How to file your tax returns if you have missed the 5 Aug deadline

There are options for those who haven't filed their returns on time. The IT department gives up to two financial years as grace period.

hidden August 07, 2013 17:37:16 IST
How to file your tax returns if you have missed the 5 Aug deadline

By Anil Rego

It is that time of the year when filing of tax returns is on top of everybody's mind. The Central Board of Direct Taxes (CBDT) has from the current year made it mandatory for individual salaried income tax payers to file their returns online if their income exceeds Rs 5 lakh per annum. The deadline for filing taxes for salaried people had been extended to 5 August, and the major concession for e-filing for this category of tax payers is that there is no need to get a digital signature. One needs to file their taxes online and should sign and send the verification form to the Central Processing Unit in Bangalore.

Those earning less than Rs 5 lakh a year from salary and having less than Rs 10,000 per annum as interest on deposits and bank accounts will be exempt from filing taxes. However, this comes with certain conditions, such as their employer has made the mandatory TDS payments to the government, and one has remained in the same job through the financial year. If one is liable to file taxes (even if not to pay them) and has not filed them in time, there is a penal interest of 1 percent per month charged, hence it is better to ensure early payment and filing of taxes.

But, what happens if one does not file their returns on time? Is there a method to sort out the issue of late or non-filing?

How to file your tax returns if you have missed the 5 Aug deadline

The IT department gives up to two financial years as grace period (with the second financial year carrying a Rs 5,000 fine).

There are actually quite a few options for those who have not filed their returns on time, or for those who have not filed returns for the previous years. Ideally it is possible to avoid paying any penalty to the government if one does not owe any taxes, as late filing (not late payment) does not incur any penal payments. One is permitted to file returns up to a maximum of 2 financial years from the year of the return, i.e. if the returns for 2010-11 are not filed, one has time till March 2013 to file the returns.
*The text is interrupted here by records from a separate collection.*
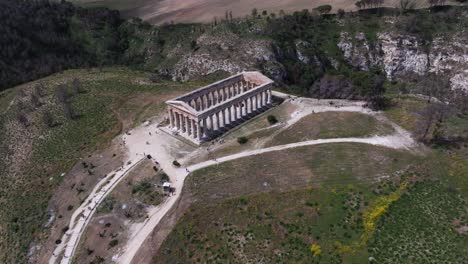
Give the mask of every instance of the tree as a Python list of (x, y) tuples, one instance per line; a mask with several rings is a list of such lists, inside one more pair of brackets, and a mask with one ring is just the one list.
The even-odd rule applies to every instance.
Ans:
[(237, 138), (237, 143), (239, 143), (239, 144), (241, 144), (241, 145), (247, 143), (247, 141), (249, 141), (249, 139), (246, 138), (246, 137), (238, 137), (238, 138)]
[(267, 120), (268, 120), (268, 123), (270, 123), (271, 125), (278, 123), (278, 119), (274, 115), (269, 115), (267, 117)]
[(253, 8), (253, 9), (252, 9), (251, 15), (252, 15), (253, 18), (257, 18), (257, 17), (258, 17), (258, 10), (257, 10), (257, 8)]
[(414, 9), (416, 3), (414, 0), (400, 0), (399, 8), (401, 13), (405, 13), (408, 10)]
[(72, 81), (72, 88), (75, 93), (86, 93), (86, 89), (84, 89), (83, 84), (78, 78), (74, 78)]
[(328, 14), (332, 10), (331, 5), (321, 5), (313, 9), (314, 11), (319, 12), (321, 15)]
[(150, 82), (156, 83), (159, 81), (159, 76), (156, 73), (150, 74), (149, 78)]
[(358, 9), (361, 9), (364, 7), (364, 5), (362, 4), (361, 1), (357, 1), (356, 3), (354, 3), (354, 5), (358, 8)]
[(343, 9), (340, 8), (340, 9), (338, 9), (336, 14), (337, 14), (338, 18), (341, 19), (341, 18), (343, 18), (345, 16), (346, 12)]
[(55, 120), (54, 116), (50, 111), (45, 111), (43, 116), (44, 123), (49, 127), (53, 128), (59, 125), (59, 123)]
[(429, 103), (421, 112), (421, 118), (416, 124), (416, 137), (419, 141), (430, 143), (434, 135), (440, 135), (442, 123), (447, 117), (448, 107), (442, 103)]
There are certain clauses attached to the delayed filing. Capital losses cannot be carried forward unless they are filed in the tax returns before 31 July. Also, revised returns are not permitted, meaning any mistakes in the filing can be taken as a tax offense. The only capital loss that is permitted to be carried forward despite late filing of returns is loss on sale of house/ property.

However, there is a discretionary penalty of Rs 5,000 if the tax return is filed more than one financial year after the assessment year, i.e. if the returns for 2010-11 are filed in 2012-13 then a fine of Rs 5,000 is applicable, but if the same returns are filed by 2011-12 there are no fines. This fine of Rs 5,000 is at the discretion of the assessing officer.

There are other financial implications such as the penal interest of 1 percent per month (calculated on simple interest basis) that is levied on any tax that is due and not paid by the due date, this will be in addition to the 1 percent per month interest on non-payment of advance tax (for amount due after calculating TDS, amounting to over Rs 10,000).

For example, if an individual has a net tax payable of Rs 2,00,000 and has paid Rs 1,60,000 through TDS and Rs 30,000 as advance tax then the outstanding amount is Rs 10,000. For this outstanding amount of Rs 10,000, he will have to pay a penalty of Rs 100/- which is 1 percent of that amount for each month delayed beyond 31 July in case the return is filed by 31 March 2014. Thus the net tax payable if paid in October 2013, will be Rs 10,000 + 3 percent of Rs 10,000, which is Rs 10,300. However, if the same return is filed after 31 March 2014 in the month of April 2014, then there will be an additional penalty of Rs 5,000 (as applicable in the previous case) making the total amount payable as Rs 10,000 + Rs 5000 + 9% of Rs 10,000, which is Rs 15,900. These provisions for late filing and additional penalty clauses are detailed in the section 234 of the IT Act.

One can, however, claim for a tax refund even if the returns are filed late. But this will result in the refund being delayed and receipt of the refund could take a very long time.

Apart from this, there are other practical aspects that mandate that IT returns should be filed on time, such as requirement of IT papers for bank accounts, visas, bank loans, etc. Hence, it is always advisable to ensure that one's returns are filed well within time to avoid unnecessary hassles and penalty payments.

Summary:

• There are options for those who haven't filed their returns on time. The IT department gives up to two financial years as grace period (with the second financial year carrying a Rs 5,000 fine).

• An interest of 1 percent per month (calculated on simple interest basis) that is levied on any tax that is due and not paid by the due date.

• Capital losses cannot be carried forward unless they are filed in the tax returns before 31 July.

The author is CEO & Founder, Right Horizons, an investment advisory firm.